The quickest way to get started. Your function receives just the latest user message as a string.
def my_agent(user_message: str) -> str:
    # In a real scenario, call your model here
    return f"Your model output to: {user_message}"
All three signatures work with evaluations.run(), inference_results.generate(), and simulator.simulate(). Both sync and async functions are supported. The SDK auto-detects which signature you’re using from the type hint on the first parameter.For the full list of fields available on AgentInput (including structured input access via message metadata), see the AgentInput reference.

Parameters

agent
AgentType
required
The agent function to execute. Supported signatures:
  • Simple: (user_message: str) -> str — receives last user message
  • Chat History: (messages: list[dict]) -> str — receives full chat history (OpenAI format)
  • Structured: (input_data: AgentInput) -> AgentResponse — structured input/output. See the AgentInput reference for all available fields including structured input access via message metadata.
Both sync and async functions are supported. Use the structured signature when you need usage_info, cost_info, or retrieval_context.
session
Session
required
The session object to associate the inference result with.
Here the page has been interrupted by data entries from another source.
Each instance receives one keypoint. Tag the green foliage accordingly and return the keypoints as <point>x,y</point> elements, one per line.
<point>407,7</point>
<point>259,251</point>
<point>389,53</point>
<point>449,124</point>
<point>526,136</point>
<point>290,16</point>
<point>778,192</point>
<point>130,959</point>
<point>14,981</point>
Obtain via galtea.sessions.create() or galtea.sessions.get().
input
str | dict
The input to send to the agent. Accepts a plain string or a dict with structured fields (e.g. {"user_message": "hello", "chat_type": "support"}). Stored directly in the inference result. If not provided and the session is test-based, the test case input is used automatically. Required for production/monitoring sessions.
throw_if_empty_agent_response
bool
If True, raises a ValueError when the agent returns an empty response. Defaults to False.
context_data is automatically fetched from the session’s test case and passed to the agent via AgentInput.context_data. No need to provide it explicitly.

Returns

Returns an InferenceResult object with all captured data.

Example

# Define your agent function
def my_agent(user_message: str) -> str:
    return f"Response to: {user_message}"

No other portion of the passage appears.